Scoufas not only noticed him doing it but understood why. The Yaninan’s chuckle held more sorrow than mirth. “It makes a difference when it is one’s own kingdom, does it not?” he said.
“Aye,” Sabrino said harshly. “Have we got enough eggs and cinnabar to give the Unkerlanters a proper pounding?”
“Not so much as we would like,” Scoufas answered. “Never so much as we would like, is it not so?” He waited for Sabrino to nod, then went on, “But we must do what we can with what we have-is that not so as well?”
“Aye,” Sabrino repeated, even more harshly than before. “When do you want to fly?”
“Let the dragon handlers load eggs aboard our dragons. Let them give the beasts what meat they have laced with brimstone and with what cinnabar they can find,” the Yaninan wing commander said. “An hour’s time should be plenty, would you not agree?”
Sabrino rose and bowed. “I shall be honored to have your company in an hour’s time, Major.” He bowed again, then strode out of Scoufas’ tent and shouted for his own men to ready themselves for a raid.
They came from their tents with an eagerness that still delighted him after five years of fighting. How can anyone beat us? he thought proudly. But if that question didn’t have an answer, what was he doing fighting here in Yanina and not going after the Unkerlanters in their own kingdom or relaxing back in Trapani following a victorious war?

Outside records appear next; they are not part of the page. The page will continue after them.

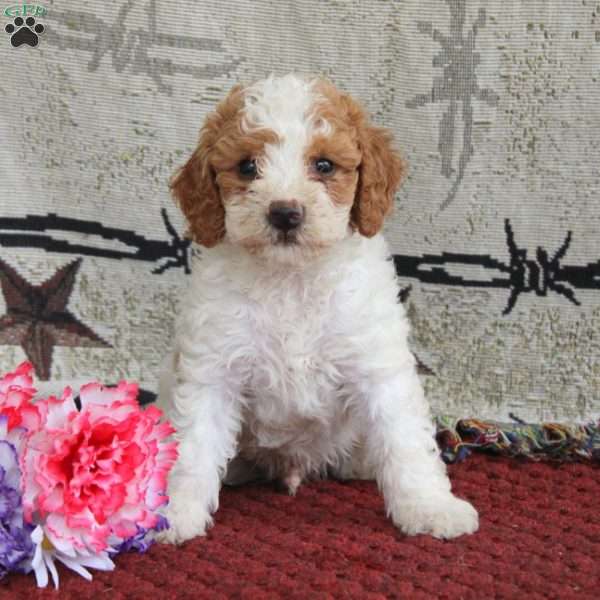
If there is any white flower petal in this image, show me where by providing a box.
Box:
[44,551,58,589]
[56,555,92,581]
[31,548,48,587]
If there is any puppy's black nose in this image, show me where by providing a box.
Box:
[267,201,304,233]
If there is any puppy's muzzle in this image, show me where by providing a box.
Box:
[267,201,304,233]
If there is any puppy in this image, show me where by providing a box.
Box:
[159,75,478,543]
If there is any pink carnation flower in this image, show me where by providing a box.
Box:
[0,362,44,431]
[21,382,177,552]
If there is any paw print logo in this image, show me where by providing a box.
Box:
[4,17,44,48]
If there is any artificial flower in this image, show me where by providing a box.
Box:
[0,362,44,431]
[31,525,115,588]
[0,416,33,578]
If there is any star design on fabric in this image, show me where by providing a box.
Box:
[0,258,111,380]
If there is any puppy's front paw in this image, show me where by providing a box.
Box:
[156,482,213,544]
[392,492,479,539]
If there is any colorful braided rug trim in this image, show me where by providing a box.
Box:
[435,414,600,463]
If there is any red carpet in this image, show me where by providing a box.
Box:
[0,455,600,600]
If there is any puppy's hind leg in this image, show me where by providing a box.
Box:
[362,369,478,538]
[158,382,240,543]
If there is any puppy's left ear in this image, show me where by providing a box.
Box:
[350,122,406,237]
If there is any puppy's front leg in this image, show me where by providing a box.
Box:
[158,383,240,544]
[366,368,478,538]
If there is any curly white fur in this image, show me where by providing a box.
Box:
[159,78,478,542]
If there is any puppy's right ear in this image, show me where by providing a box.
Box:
[170,131,225,248]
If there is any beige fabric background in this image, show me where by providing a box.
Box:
[0,0,600,421]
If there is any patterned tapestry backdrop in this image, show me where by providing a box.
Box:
[0,0,600,421]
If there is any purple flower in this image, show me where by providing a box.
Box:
[0,434,33,578]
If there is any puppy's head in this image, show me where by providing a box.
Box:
[171,75,404,260]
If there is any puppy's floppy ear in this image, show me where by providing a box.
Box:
[350,116,406,237]
[171,131,225,248]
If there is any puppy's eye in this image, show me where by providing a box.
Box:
[315,158,335,175]
[238,158,258,179]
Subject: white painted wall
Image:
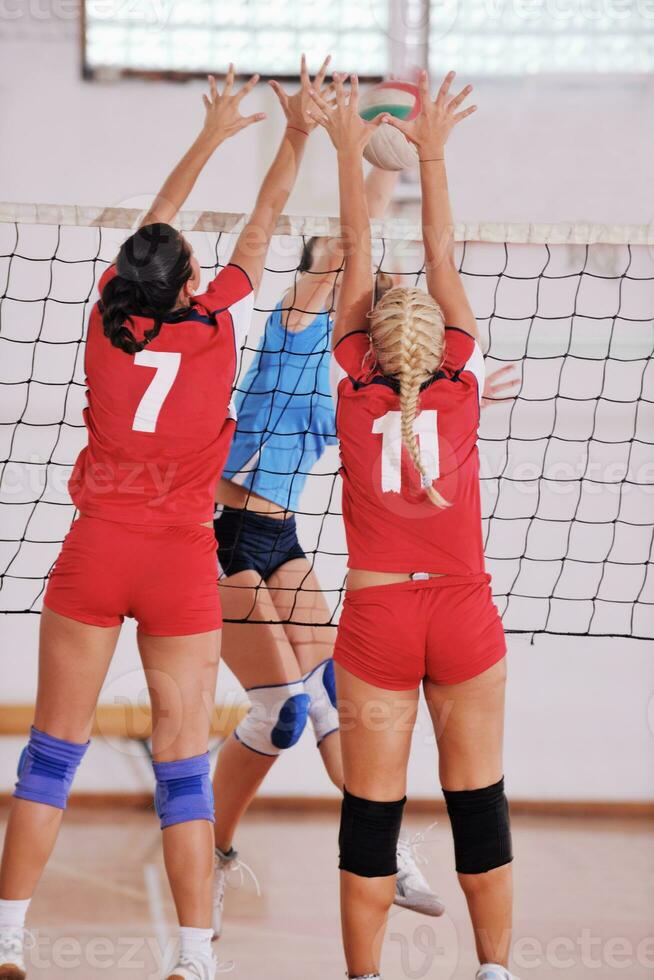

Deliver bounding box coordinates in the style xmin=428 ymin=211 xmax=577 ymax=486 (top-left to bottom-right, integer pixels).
xmin=0 ymin=11 xmax=654 ymax=800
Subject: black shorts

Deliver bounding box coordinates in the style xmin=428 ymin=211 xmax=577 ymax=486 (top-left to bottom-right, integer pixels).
xmin=213 ymin=507 xmax=306 ymax=580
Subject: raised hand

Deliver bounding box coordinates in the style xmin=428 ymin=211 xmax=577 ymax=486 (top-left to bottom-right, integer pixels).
xmin=311 ymin=74 xmax=388 ymax=153
xmin=268 ymin=54 xmax=333 ymax=135
xmin=481 ymin=364 xmax=520 ymax=408
xmin=202 ymin=64 xmax=266 ymax=146
xmin=386 ymin=71 xmax=477 ymax=160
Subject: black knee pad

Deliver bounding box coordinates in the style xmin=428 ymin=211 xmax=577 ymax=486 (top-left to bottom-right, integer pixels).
xmin=443 ymin=777 xmax=513 ymax=875
xmin=338 ymin=789 xmax=406 ymax=878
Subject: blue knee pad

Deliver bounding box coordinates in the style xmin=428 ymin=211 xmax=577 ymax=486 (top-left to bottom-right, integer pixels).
xmin=153 ymin=752 xmax=214 ymax=830
xmin=303 ymin=658 xmax=338 ymax=745
xmin=234 ymin=681 xmax=310 ymax=755
xmin=14 ymin=726 xmax=91 ymax=810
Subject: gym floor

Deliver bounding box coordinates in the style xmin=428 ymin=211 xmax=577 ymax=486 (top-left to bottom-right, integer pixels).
xmin=0 ymin=807 xmax=654 ymax=980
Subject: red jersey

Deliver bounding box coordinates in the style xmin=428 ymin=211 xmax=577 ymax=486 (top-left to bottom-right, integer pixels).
xmin=334 ymin=327 xmax=484 ymax=575
xmin=69 ymin=265 xmax=253 ymax=525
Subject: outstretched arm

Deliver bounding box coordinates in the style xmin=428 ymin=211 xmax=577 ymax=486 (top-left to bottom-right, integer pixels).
xmin=141 ymin=65 xmax=265 ymax=226
xmin=231 ymin=55 xmax=330 ymax=291
xmin=388 ymin=71 xmax=479 ymax=340
xmin=313 ymin=75 xmax=386 ymax=347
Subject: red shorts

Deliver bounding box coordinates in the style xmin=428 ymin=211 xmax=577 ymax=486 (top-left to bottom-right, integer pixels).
xmin=334 ymin=574 xmax=506 ymax=691
xmin=43 ymin=517 xmax=222 ymax=636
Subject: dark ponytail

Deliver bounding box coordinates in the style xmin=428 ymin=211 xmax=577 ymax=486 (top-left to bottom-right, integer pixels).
xmin=100 ymin=224 xmax=193 ymax=354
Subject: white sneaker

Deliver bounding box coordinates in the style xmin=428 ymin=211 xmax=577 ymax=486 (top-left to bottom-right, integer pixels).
xmin=167 ymin=953 xmax=234 ymax=980
xmin=213 ymin=847 xmax=261 ymax=940
xmin=393 ymin=834 xmax=445 ymax=915
xmin=0 ymin=929 xmax=27 ymax=980
xmin=475 ymin=963 xmax=517 ymax=980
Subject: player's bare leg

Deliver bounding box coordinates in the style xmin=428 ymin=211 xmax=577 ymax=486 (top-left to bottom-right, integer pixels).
xmin=336 ymin=664 xmax=418 ymax=976
xmin=267 ymin=558 xmax=343 ymax=790
xmin=138 ymin=630 xmax=220 ymax=929
xmin=424 ymin=660 xmax=513 ymax=966
xmin=0 ymin=608 xmax=120 ymax=977
xmin=214 ymin=571 xmax=301 ymax=853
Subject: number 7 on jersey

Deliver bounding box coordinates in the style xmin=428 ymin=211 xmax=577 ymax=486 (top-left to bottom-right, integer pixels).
xmin=132 ymin=350 xmax=182 ymax=432
xmin=372 ymin=411 xmax=440 ymax=493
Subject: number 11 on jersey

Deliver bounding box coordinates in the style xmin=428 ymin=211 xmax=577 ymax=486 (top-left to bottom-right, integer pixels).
xmin=372 ymin=410 xmax=440 ymax=493
xmin=132 ymin=350 xmax=182 ymax=432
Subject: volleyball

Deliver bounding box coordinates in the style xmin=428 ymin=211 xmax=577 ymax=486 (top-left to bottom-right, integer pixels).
xmin=359 ymin=81 xmax=420 ymax=170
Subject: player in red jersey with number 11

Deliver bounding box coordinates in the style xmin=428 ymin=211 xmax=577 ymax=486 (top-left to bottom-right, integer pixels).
xmin=314 ymin=72 xmax=511 ymax=980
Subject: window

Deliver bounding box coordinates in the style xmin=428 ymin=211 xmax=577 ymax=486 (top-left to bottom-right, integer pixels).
xmin=84 ymin=0 xmax=654 ymax=78
xmin=429 ymin=0 xmax=654 ymax=77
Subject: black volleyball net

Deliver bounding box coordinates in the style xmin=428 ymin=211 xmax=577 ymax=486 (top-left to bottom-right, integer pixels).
xmin=0 ymin=205 xmax=654 ymax=638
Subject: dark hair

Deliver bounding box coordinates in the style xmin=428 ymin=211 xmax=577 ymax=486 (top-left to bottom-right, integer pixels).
xmin=297 ymin=235 xmax=318 ymax=273
xmin=100 ymin=224 xmax=193 ymax=354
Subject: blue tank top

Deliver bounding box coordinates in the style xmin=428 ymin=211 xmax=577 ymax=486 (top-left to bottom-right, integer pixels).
xmin=223 ymin=302 xmax=338 ymax=511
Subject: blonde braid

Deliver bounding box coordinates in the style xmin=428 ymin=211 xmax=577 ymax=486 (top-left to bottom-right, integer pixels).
xmin=370 ymin=286 xmax=450 ymax=507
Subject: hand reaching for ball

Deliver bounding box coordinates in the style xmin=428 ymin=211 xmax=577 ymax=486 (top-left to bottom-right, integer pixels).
xmin=310 ymin=74 xmax=388 ymax=153
xmin=385 ymin=71 xmax=477 ymax=161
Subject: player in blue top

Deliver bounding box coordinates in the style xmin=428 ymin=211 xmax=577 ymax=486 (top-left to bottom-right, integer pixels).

“Yaninans are a lot happier about fighting now that they’re doing it at home, aren’t they, Colonel?” one of the dragonfliers said.
“As long as they are happy,” Sabrino said-again, what point to worrying about how things had been before?
He climbed aboard his dragon while the bushy-mustached Yaninan handler was still feeding it chunks of meat yellow with brimstone or scarlet with cinnabar-too few of the latter, though. Brimstone was easy to come by. Quicksilver… He thought about Algarve’s failure in the land of the Ice People and his kingdom’s failure to reach the Mamming Hills, then realized he was worrying about what had gone before whether he wanted to or not.
With a wave, the handler unchained the dragon from its stake. “Luck to you good,” the fellow said in rudimentary Algarvian. Sabrino waved back, then booted the dragon into the air. It rose with a scream of fury and a thunder of wings. Other beasts painted in Algarvian and in Yaninan colors joined it. Between them, they had about forty dragons.